第2次大戦後、 日本共産党(日共)及びソ連は、共産主義者の間で絶対的な権威をもっていたが、1955年の日共が武装闘争を放棄をした6全協事件や、1956年のソ連最高指導者が否定されたスターリン批判などの事件によって、それらの権威は揺らぎ始めた。新しい共産主義組織への模索が始まり、そうした中、スターリンと対立していたトロツキーを再評価する組織が生まれた。1957年12月、黒田寛一、太田竜、西京司らが結成した革共同と、58年12月に結成された共産主義者同盟(ブント)である。これがいわゆる新左翼(過激派)の始まりである。

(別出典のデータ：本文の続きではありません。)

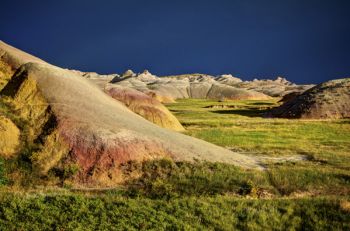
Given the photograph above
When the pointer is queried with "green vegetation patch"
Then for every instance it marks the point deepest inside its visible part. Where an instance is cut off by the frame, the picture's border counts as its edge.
(74, 212)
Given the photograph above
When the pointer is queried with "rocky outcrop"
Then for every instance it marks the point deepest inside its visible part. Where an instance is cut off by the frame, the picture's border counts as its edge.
(275, 88)
(189, 86)
(329, 100)
(9, 140)
(72, 121)
(10, 60)
(228, 79)
(144, 105)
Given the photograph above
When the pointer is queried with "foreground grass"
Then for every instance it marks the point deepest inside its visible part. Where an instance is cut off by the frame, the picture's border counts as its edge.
(74, 212)
(240, 125)
(163, 195)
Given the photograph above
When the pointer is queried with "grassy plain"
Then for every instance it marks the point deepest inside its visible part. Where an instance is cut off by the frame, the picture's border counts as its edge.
(308, 194)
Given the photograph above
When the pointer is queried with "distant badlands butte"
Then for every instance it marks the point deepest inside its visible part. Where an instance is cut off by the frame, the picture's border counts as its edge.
(101, 121)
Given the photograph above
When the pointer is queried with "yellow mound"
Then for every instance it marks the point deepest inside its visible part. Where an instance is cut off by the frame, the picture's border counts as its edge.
(9, 137)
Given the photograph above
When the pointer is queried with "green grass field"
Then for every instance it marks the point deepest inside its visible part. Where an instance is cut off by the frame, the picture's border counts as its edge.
(311, 193)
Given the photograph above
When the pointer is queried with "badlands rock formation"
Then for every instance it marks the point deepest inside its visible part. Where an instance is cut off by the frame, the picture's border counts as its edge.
(10, 60)
(187, 86)
(147, 106)
(275, 88)
(144, 105)
(71, 121)
(9, 137)
(329, 100)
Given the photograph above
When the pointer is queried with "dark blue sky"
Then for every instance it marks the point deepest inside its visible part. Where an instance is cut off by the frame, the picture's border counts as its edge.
(303, 40)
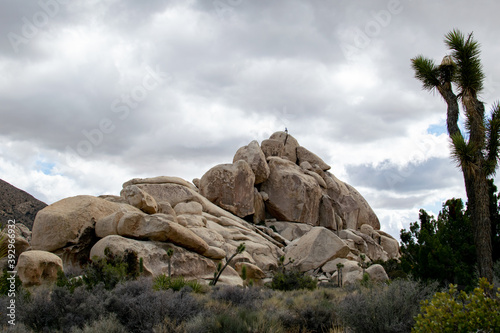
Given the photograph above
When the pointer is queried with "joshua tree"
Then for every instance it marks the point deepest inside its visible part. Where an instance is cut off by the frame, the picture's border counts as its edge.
(170, 253)
(476, 152)
(339, 274)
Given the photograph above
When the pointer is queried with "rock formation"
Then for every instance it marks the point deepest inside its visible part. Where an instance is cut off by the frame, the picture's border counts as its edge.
(278, 198)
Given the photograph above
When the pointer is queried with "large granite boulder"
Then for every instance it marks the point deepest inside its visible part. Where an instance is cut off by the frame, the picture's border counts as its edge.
(290, 145)
(254, 156)
(315, 248)
(304, 155)
(38, 267)
(231, 187)
(184, 263)
(349, 204)
(293, 195)
(140, 199)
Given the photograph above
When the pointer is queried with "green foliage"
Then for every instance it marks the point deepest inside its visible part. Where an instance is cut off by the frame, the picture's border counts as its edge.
(384, 308)
(108, 324)
(292, 280)
(305, 310)
(164, 282)
(453, 311)
(69, 283)
(111, 270)
(495, 221)
(465, 52)
(441, 249)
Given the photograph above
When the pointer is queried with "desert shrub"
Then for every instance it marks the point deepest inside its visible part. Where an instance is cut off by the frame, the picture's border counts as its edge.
(164, 282)
(247, 297)
(453, 311)
(59, 309)
(305, 311)
(67, 281)
(241, 320)
(112, 269)
(107, 324)
(18, 328)
(292, 280)
(384, 308)
(139, 308)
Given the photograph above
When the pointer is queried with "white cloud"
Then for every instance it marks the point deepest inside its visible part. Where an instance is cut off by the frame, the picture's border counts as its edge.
(235, 75)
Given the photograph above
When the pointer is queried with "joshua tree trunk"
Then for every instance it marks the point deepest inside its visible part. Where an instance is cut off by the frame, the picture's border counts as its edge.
(476, 183)
(478, 154)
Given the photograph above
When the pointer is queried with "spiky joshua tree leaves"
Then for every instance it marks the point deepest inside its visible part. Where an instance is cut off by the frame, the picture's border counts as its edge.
(476, 151)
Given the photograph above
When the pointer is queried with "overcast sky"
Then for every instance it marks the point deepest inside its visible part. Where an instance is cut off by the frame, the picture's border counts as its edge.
(94, 93)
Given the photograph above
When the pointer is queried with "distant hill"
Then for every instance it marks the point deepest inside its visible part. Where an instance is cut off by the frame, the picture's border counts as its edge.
(17, 204)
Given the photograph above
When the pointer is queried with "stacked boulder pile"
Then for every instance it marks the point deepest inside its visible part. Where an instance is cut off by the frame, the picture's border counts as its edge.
(277, 197)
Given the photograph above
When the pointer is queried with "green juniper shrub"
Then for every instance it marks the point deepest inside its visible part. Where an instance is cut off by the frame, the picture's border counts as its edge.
(384, 308)
(112, 269)
(441, 249)
(454, 311)
(292, 280)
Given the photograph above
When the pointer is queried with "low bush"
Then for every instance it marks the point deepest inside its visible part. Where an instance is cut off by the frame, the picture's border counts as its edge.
(247, 297)
(139, 308)
(305, 311)
(58, 309)
(107, 324)
(292, 280)
(241, 320)
(453, 311)
(384, 308)
(164, 282)
(112, 269)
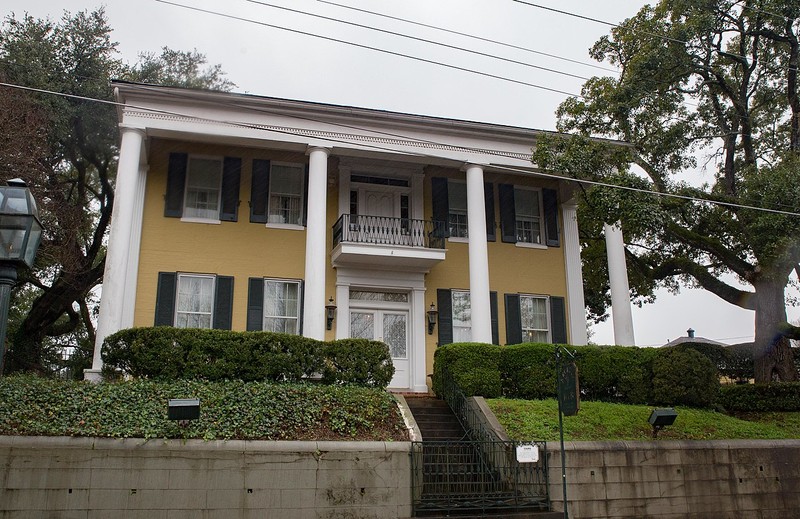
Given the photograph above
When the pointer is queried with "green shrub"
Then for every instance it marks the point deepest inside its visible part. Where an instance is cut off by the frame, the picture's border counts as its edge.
(473, 366)
(34, 406)
(684, 377)
(528, 371)
(760, 397)
(615, 373)
(357, 361)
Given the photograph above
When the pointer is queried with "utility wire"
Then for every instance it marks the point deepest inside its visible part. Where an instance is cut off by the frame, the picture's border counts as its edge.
(368, 47)
(474, 37)
(416, 38)
(301, 132)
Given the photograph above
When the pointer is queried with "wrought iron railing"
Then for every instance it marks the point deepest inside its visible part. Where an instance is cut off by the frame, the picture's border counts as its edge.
(384, 230)
(479, 473)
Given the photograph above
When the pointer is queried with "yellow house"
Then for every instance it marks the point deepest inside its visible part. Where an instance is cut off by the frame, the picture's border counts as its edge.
(251, 213)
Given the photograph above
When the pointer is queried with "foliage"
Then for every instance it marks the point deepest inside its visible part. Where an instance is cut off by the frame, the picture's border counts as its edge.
(696, 77)
(473, 367)
(526, 420)
(357, 361)
(528, 370)
(760, 397)
(166, 353)
(34, 406)
(684, 377)
(65, 148)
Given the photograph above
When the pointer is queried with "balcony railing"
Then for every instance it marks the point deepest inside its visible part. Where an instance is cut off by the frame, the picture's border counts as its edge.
(384, 230)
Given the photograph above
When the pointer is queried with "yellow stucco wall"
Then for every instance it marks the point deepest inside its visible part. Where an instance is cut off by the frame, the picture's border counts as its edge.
(242, 249)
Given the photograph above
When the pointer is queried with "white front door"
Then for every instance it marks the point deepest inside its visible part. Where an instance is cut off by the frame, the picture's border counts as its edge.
(391, 327)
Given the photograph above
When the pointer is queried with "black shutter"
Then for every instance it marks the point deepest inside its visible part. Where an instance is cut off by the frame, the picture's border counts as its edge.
(493, 310)
(558, 320)
(441, 207)
(231, 175)
(550, 202)
(302, 307)
(176, 183)
(491, 227)
(513, 320)
(255, 304)
(165, 299)
(508, 215)
(259, 191)
(305, 197)
(223, 303)
(445, 303)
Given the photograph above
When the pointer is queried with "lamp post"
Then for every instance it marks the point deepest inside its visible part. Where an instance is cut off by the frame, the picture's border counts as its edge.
(20, 235)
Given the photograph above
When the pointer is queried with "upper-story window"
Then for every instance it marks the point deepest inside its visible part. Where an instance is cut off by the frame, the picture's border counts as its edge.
(528, 215)
(286, 194)
(203, 188)
(194, 307)
(457, 214)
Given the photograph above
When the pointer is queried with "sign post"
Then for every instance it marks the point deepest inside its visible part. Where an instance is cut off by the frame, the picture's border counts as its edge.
(569, 403)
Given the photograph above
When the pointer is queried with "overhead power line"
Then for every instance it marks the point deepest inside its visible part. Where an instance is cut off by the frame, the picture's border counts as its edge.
(369, 47)
(299, 131)
(424, 40)
(472, 36)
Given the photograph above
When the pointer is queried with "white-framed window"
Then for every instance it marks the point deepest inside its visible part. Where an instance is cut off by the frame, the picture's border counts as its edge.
(457, 209)
(534, 318)
(203, 188)
(286, 194)
(281, 306)
(462, 316)
(194, 306)
(528, 208)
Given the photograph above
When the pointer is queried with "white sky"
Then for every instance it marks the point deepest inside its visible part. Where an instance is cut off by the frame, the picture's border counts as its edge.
(278, 63)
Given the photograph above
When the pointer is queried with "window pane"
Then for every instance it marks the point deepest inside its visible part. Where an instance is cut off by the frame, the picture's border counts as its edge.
(195, 301)
(204, 177)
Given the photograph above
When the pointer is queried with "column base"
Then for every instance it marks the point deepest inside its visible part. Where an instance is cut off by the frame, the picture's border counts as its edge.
(94, 376)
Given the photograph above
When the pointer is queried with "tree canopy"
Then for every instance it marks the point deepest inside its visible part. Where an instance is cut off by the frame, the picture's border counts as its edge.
(706, 81)
(65, 147)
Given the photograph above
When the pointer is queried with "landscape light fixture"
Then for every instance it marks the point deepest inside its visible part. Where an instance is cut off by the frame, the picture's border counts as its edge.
(432, 315)
(330, 310)
(20, 236)
(661, 418)
(183, 410)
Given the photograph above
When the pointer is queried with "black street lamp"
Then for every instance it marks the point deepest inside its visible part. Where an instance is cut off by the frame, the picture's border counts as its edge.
(20, 235)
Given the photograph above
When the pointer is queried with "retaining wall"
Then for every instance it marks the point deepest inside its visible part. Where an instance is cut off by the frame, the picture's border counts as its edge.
(100, 478)
(757, 479)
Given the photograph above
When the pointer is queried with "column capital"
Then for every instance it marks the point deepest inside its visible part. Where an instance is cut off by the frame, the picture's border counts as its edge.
(312, 149)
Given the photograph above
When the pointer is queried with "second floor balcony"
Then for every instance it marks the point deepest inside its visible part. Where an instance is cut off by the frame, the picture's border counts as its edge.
(387, 242)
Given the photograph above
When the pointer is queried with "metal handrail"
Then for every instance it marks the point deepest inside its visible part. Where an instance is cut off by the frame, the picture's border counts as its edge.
(386, 230)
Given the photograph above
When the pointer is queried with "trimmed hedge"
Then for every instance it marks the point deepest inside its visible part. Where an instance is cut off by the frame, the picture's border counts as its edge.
(35, 406)
(607, 373)
(760, 397)
(473, 366)
(166, 353)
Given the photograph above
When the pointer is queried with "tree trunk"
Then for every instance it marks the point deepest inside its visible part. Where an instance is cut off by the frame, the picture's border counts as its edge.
(771, 350)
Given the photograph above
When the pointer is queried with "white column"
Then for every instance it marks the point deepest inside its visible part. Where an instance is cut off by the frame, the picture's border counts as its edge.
(314, 306)
(620, 290)
(478, 257)
(115, 277)
(572, 260)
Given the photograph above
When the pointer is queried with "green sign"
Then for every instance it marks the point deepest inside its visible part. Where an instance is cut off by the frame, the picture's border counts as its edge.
(568, 389)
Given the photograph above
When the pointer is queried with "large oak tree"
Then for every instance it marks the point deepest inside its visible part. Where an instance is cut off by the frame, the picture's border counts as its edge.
(716, 80)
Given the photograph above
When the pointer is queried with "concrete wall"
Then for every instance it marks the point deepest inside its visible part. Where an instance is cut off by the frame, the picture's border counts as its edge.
(678, 479)
(94, 478)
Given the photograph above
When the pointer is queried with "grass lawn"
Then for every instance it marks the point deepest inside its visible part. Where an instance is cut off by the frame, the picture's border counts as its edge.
(596, 421)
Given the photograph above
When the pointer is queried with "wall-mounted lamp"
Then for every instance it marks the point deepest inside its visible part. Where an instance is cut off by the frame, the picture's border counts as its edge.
(661, 418)
(432, 314)
(330, 312)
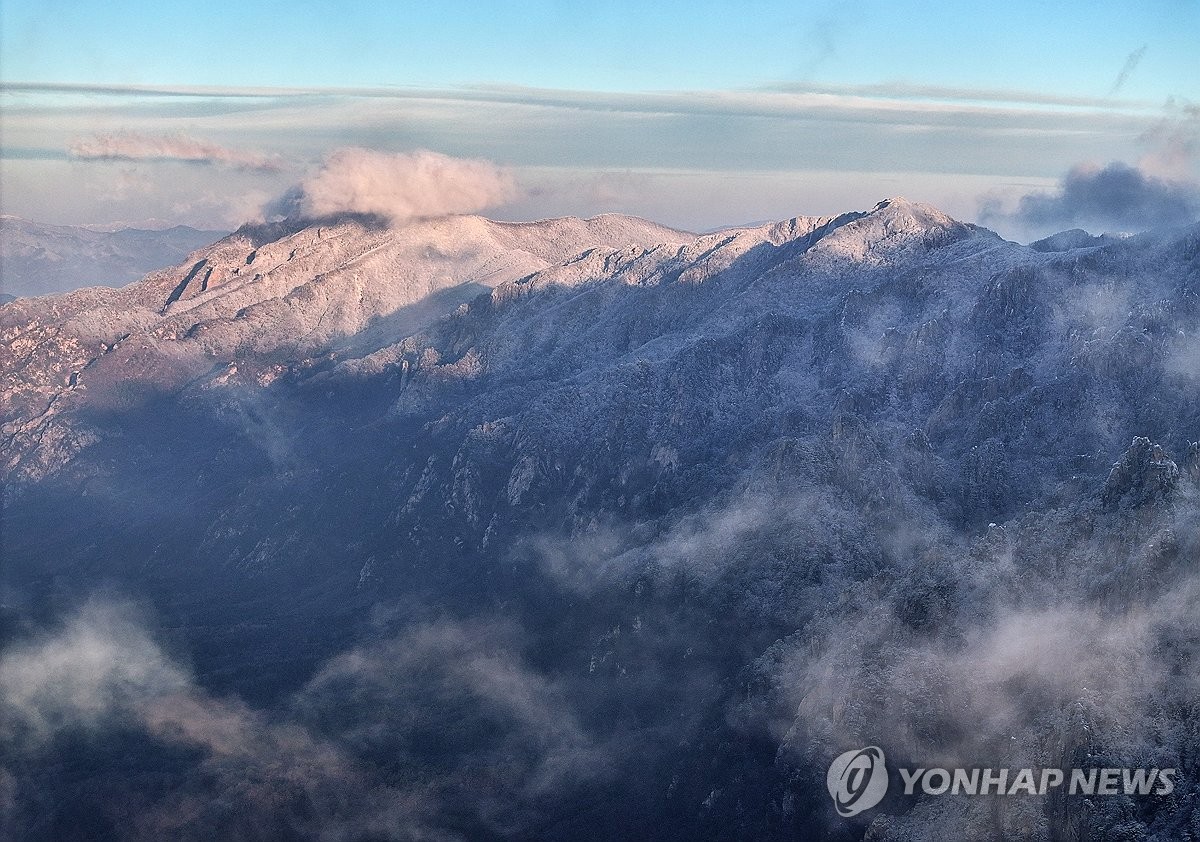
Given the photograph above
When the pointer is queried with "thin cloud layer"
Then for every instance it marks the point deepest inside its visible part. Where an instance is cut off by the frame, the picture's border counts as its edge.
(402, 186)
(137, 146)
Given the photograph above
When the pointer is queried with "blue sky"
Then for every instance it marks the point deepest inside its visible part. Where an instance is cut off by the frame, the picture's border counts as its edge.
(701, 114)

革共同は、トロツキーが作った国際組織第四インターナショナルへの合流を主張する太田竜らの純トロツキスト派に対して、黒田をイデオローグ、本多延嘉を実務の筆頭にしたRMGが、「トロツキズムを乗り越えた新しい体系=反スターリン主義による前衛党建設」を主張して対立した。1958年、大田派が離脱(「革共同第一次分裂」)。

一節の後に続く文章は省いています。